O Demonoid é um site mais organizado, que aceita apenas membros indicados e abre novas inscrições periodicamente. Além disso, recomenda uma taxa mínima de upload e se reserva o direito de banir os membros que não colaboram com o compartilhamento. Por hospedar uma quantidade enorme de rastreadores de qualidade, é bastante conceituado. Por exemplo: seu mecanismo de busca registra 47 títulos do selo americano Criterion (que no Brasil está disponível apenas para importação), os três volumes do documentário Contacts, a coleção completa da revista Mad, coleções integrais de gibis de super-heróis, e-books, temporadas de seriados, o software de animação Maya 3D (cuja licença de uso chega a 15 mil reais), o AutoCad 2009 (que custa 5 mil) e muitas outras maravilhas e bobagens.

Por meio de sites como o Demonoid ou de rastreadores como o Mininova, o isoHunt, o EzTv (exclusivo para seriados de televisão) e de softwares como o eMule e o Soulseek, é possível ter acesso tanto à discografia dos Beatles quanto à filmografia completa daquele diretor russo obscuro que gosta de abordar temas eqüinos.

Todas essas formas de compartilhamento usam a tecnologia P2P (peer-to-peer, literalmente par a par). Elas tiveram início com o Napster, em 1999, o primeiro programa de troca intensa de arquivos. Estima-se que, na época, 8 milhões de usuários chegaram a baixar músicas uns dos outros, em trocas diretas mediadas pelo software. O Napster foi fechado em março de 2001, depois de uma batalha judicial travada pela Recording Industry Association of America, Riaa, o sindicato da indústria fonográfica americana, que o acusou de violar as leis do copyright. Imediatamente, dezenas de outros programas surgiram, como o AudioGalaxy e o Kazaa, além do Soulseek, do eMule e do LimeWire.

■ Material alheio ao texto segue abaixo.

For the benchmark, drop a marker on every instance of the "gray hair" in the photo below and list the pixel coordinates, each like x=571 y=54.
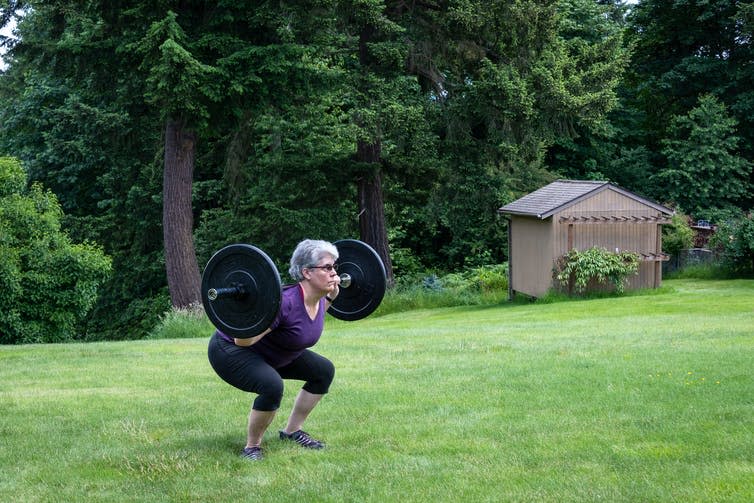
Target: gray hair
x=308 y=253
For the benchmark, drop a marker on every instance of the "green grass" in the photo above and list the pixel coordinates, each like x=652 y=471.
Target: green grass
x=634 y=398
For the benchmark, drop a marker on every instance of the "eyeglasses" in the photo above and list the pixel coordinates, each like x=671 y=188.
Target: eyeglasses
x=328 y=267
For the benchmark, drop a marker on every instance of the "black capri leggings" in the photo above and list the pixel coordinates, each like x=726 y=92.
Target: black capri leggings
x=247 y=371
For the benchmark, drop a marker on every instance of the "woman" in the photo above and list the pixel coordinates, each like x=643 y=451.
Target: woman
x=259 y=364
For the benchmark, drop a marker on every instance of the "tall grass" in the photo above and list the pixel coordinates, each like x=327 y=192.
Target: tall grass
x=635 y=398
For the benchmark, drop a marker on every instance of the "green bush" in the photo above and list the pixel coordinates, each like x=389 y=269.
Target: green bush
x=481 y=285
x=677 y=236
x=47 y=283
x=734 y=242
x=596 y=267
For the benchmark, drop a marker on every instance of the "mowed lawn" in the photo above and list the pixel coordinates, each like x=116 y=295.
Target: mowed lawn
x=638 y=398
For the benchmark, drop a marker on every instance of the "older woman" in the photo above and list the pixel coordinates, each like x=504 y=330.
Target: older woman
x=259 y=365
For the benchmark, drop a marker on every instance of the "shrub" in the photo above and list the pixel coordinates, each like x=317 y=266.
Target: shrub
x=47 y=283
x=581 y=270
x=734 y=241
x=677 y=236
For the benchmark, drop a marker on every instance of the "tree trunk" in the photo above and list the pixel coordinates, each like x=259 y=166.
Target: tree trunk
x=184 y=281
x=372 y=206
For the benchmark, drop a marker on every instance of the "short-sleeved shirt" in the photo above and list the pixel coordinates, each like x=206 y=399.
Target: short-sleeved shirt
x=292 y=330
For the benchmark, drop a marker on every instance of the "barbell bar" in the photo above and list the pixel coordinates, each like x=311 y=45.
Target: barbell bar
x=242 y=291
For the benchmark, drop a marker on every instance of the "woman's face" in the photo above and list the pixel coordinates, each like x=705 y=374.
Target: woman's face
x=324 y=275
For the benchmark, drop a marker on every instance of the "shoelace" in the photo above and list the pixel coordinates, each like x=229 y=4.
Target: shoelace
x=302 y=438
x=253 y=453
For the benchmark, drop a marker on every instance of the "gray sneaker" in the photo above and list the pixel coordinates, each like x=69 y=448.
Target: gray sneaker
x=252 y=453
x=302 y=438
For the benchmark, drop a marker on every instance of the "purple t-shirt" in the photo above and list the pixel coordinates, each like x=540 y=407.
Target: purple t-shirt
x=292 y=330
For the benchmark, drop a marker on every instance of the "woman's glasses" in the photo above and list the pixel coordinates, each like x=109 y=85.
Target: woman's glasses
x=328 y=267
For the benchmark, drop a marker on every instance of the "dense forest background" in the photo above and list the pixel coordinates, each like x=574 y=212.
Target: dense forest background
x=168 y=129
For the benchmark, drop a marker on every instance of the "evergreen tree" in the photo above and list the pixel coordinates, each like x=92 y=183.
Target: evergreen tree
x=704 y=171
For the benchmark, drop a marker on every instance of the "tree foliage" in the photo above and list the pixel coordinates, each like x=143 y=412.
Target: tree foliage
x=324 y=118
x=704 y=171
x=48 y=284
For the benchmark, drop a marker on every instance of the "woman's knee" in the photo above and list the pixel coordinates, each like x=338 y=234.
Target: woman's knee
x=320 y=384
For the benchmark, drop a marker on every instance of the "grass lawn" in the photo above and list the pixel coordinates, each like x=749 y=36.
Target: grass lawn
x=638 y=398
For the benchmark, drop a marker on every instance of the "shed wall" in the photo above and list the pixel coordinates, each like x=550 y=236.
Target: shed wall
x=530 y=253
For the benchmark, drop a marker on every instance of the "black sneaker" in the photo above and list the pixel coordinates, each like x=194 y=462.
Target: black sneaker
x=252 y=453
x=302 y=438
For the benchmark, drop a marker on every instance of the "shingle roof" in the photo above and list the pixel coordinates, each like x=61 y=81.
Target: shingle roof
x=558 y=195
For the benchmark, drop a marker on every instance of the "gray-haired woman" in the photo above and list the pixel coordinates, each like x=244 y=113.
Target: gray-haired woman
x=259 y=365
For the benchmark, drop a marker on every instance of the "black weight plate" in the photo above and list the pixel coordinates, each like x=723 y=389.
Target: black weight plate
x=368 y=280
x=249 y=314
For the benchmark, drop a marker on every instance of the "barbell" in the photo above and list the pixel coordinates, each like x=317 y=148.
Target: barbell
x=242 y=291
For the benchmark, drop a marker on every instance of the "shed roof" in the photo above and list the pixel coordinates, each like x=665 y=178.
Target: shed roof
x=558 y=195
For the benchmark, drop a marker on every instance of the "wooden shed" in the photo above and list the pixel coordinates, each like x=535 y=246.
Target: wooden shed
x=573 y=214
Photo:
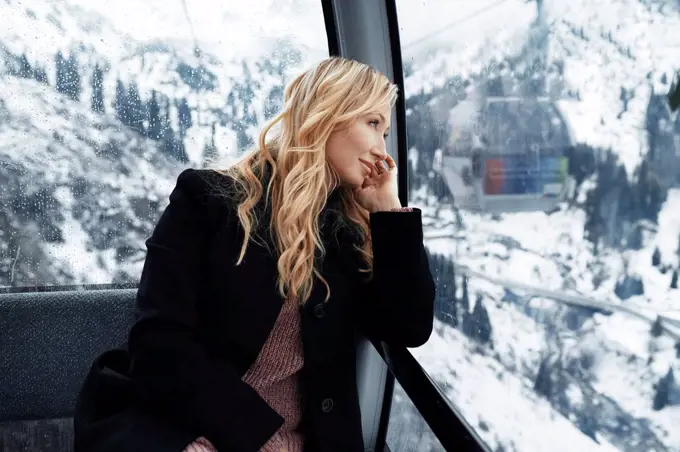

Criado pelo americano Bram Cohen, o protocolo BitTorrent inovou a lógica do compartilhamento de arquivos, e logo angariou 150 milhões de adeptos. Baseado em rastreadores, é colaborativo e descentralizado: não disponibiliza nenhum arquivo diretamente e, portanto, é mais difícil de ser “desativado”. Além disso, possibilita a troca de arquivos pesados e acelera a velocidade do download conforme a popularidade do conteúdo. Um episódio da série Lost, por exemplo, pode ser baixado no Brasil em menos de uma hora, logo depois da sua exibição nos Estados Unidos, e as legendas são produzidas no mesmo dia por equipes de fãs. A vasta maioria dos filmes, softwares e CDs piratas vendidos pelos camelôs é baixada pelo BitTorrent.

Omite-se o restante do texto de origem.